Part of what renders this manifestly gonzo subject matter so bland on screen is the fact that Summit Entertainment, which has made billions peddling the hitherto chaste series to a rabid tween audience, would never sanction the R rating that the material so desperately warrants. Instead, Bill Condon, director of Kinsey—about the pioneering sexologist—is tasked with delivering a PG-13 anti-abortion parable, where anything remotely racy is nipped in the bud with a tasteful fade to black.
Also to blame are Breaking Dawn‘s principal cast, who are not good at acting. As Edward, Pattinson’s wooden deliveries are perhaps defensible insofar as his pulse is meant to have stopped in 1918, while Kristen Stewart, as Bella, performs a passable imitation of a human female.
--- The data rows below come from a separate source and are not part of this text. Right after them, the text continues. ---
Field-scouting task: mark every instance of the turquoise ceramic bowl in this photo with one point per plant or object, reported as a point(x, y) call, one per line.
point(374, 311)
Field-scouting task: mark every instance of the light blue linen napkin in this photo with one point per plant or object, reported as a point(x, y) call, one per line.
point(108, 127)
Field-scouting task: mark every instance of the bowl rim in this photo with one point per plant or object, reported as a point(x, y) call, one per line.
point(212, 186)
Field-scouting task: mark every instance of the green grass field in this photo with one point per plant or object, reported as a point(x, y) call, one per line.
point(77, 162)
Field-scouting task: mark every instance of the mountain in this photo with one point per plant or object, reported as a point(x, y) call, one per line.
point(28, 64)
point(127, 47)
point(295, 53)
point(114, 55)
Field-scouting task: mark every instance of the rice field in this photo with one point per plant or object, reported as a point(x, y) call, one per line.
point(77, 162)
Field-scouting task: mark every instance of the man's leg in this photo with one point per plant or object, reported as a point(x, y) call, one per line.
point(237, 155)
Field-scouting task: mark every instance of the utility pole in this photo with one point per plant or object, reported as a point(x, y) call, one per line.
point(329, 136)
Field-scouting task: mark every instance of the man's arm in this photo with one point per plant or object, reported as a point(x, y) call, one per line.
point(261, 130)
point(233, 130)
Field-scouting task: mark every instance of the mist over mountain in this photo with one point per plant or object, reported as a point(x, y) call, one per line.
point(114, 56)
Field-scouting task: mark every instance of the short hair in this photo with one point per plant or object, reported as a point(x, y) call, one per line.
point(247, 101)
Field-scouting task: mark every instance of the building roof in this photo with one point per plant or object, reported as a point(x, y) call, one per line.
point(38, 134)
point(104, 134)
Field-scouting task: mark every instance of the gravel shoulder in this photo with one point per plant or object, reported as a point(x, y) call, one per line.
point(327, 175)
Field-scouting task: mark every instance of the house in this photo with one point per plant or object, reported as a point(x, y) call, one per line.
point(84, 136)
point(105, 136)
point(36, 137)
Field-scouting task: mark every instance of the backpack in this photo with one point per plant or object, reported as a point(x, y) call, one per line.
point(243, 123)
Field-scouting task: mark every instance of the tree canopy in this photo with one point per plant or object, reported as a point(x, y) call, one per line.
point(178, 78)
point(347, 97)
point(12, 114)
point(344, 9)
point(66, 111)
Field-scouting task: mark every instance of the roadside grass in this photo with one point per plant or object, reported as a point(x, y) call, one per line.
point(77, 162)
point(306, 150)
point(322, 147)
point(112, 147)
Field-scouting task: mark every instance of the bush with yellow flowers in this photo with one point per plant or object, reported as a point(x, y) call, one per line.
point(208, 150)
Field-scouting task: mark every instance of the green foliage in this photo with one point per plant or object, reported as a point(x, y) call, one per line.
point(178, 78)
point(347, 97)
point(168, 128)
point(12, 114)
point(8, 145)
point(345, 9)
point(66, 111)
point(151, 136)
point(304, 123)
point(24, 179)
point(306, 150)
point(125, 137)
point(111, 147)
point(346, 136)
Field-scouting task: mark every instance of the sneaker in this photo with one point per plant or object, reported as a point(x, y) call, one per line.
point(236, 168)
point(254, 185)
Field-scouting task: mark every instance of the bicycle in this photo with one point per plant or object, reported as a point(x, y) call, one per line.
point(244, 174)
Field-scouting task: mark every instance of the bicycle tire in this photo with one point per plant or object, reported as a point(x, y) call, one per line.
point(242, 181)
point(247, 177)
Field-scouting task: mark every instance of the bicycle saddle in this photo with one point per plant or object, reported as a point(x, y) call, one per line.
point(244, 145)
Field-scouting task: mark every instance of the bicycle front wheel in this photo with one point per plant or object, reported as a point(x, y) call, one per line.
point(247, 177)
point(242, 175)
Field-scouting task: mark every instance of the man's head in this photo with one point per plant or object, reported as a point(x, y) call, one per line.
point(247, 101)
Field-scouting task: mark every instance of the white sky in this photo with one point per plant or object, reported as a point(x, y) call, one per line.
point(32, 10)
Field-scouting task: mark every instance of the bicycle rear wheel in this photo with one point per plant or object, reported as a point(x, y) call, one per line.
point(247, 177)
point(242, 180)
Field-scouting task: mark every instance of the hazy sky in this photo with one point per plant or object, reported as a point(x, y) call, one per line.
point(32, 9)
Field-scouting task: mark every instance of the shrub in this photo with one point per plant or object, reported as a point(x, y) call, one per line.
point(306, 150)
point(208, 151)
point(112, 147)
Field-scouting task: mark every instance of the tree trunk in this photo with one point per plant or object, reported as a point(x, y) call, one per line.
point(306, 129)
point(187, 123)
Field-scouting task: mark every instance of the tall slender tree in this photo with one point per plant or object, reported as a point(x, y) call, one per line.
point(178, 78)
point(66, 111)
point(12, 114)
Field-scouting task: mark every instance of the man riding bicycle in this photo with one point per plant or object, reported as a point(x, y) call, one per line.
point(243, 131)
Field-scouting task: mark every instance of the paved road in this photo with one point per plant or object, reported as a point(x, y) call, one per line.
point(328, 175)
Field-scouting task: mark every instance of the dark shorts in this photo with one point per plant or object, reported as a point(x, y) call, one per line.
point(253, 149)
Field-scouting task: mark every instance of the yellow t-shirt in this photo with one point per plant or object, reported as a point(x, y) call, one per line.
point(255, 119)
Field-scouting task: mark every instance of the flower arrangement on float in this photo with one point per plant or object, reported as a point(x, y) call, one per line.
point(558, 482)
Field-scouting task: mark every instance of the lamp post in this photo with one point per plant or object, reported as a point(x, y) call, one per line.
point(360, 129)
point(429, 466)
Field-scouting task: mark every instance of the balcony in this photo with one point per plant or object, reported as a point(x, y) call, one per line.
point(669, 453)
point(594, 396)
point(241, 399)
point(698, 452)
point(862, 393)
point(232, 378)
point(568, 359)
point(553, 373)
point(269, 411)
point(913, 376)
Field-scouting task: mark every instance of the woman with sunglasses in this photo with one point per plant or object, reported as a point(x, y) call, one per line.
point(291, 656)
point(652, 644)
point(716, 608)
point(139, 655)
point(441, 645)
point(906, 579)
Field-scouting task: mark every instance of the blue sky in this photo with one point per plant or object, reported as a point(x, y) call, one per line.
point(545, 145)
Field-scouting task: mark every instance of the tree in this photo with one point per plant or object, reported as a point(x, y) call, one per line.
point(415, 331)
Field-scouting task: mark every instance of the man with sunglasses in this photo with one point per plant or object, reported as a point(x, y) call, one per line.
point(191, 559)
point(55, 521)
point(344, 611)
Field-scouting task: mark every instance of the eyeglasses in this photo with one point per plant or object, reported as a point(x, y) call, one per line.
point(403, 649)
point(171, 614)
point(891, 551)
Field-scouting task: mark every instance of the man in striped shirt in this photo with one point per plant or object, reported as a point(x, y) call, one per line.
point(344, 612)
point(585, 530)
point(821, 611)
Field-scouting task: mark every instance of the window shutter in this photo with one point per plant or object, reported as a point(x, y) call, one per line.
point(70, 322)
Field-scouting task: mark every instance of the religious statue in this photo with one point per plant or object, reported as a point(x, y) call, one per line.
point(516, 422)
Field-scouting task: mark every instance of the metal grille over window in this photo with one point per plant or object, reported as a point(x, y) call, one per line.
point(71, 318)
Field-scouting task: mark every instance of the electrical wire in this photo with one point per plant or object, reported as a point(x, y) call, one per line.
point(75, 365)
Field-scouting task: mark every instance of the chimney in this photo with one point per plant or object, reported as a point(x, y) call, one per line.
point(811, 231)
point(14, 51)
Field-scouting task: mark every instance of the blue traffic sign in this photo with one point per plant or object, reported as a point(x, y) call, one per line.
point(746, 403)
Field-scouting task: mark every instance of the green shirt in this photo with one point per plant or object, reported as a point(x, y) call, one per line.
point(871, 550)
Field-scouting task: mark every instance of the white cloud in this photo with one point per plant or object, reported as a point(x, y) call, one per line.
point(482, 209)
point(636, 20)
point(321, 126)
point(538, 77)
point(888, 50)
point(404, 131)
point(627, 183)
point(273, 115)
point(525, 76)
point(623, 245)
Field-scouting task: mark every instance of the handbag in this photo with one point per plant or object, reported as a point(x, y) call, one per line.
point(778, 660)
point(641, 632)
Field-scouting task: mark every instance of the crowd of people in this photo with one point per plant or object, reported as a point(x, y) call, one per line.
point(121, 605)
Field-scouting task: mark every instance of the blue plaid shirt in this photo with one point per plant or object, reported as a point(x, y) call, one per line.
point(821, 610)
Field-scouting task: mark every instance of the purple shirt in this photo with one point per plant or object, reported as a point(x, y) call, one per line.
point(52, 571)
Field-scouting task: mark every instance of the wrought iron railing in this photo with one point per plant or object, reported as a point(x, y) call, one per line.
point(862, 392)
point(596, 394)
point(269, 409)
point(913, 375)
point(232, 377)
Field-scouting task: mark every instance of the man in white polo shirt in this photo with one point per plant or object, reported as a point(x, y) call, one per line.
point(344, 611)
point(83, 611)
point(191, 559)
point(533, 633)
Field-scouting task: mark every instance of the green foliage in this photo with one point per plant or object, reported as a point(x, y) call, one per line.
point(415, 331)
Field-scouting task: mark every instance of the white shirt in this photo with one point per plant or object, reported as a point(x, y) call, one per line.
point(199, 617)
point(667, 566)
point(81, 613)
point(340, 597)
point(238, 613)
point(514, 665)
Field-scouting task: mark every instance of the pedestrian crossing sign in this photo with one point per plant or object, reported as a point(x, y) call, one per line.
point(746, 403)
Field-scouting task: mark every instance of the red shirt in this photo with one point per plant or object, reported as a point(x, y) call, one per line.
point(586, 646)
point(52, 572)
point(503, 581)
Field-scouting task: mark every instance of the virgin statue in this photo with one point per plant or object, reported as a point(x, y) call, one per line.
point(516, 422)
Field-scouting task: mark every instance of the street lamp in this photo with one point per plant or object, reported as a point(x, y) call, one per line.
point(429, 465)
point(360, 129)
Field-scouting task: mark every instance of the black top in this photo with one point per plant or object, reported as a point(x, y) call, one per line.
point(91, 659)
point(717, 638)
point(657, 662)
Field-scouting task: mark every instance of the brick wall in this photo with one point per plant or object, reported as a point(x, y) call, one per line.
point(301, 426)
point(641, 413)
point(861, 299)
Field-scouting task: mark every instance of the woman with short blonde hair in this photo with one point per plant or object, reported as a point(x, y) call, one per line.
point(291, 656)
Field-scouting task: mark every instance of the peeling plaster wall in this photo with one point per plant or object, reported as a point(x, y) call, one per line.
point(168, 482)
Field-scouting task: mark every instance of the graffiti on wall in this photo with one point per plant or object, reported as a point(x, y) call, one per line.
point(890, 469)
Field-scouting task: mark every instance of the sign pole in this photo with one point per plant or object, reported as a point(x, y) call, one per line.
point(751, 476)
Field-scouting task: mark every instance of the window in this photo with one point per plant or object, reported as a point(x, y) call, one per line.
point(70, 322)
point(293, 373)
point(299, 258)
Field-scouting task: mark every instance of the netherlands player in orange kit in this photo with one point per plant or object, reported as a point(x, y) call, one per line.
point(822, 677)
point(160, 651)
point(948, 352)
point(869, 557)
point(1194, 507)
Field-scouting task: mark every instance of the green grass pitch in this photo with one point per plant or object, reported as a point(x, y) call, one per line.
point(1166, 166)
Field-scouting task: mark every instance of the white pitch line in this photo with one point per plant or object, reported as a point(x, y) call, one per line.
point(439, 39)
But there’s no excusing Taylor Lautner, who, as Jacob, is less charismatic than his character’s lupine CGI double. (To his credit, Lautner is physically capable of removing his shirt, and Breaking Dawn is at least eager to please in this regard, with Jacob dutifully shedding his top within the film’s opening minute.)
Finally, the film bores because its fleeting instances of unintentional humour (lines like “Last night was the best night of my existence”) wane once Edward and Bella return from their Brazilian honeymoon. Knocked up something fierce, Bella spends most of film reclining on a sofa while Edward broods and a shirt-donning Jacob prowls, prepping for what proves to be less a climactic fight scene than a speedily resolved difference of opinion. The true drama, such as it is, is saved for Bella’s temporarily fatal attempts to evacuate her half-breed child, which Jacob immediately identifies as his soulmate. The latter development, admittedly, is pretty funny, but Breaking Dawn generally achieves the improbable feat of snatching ennui from the jaws of batshit insanity.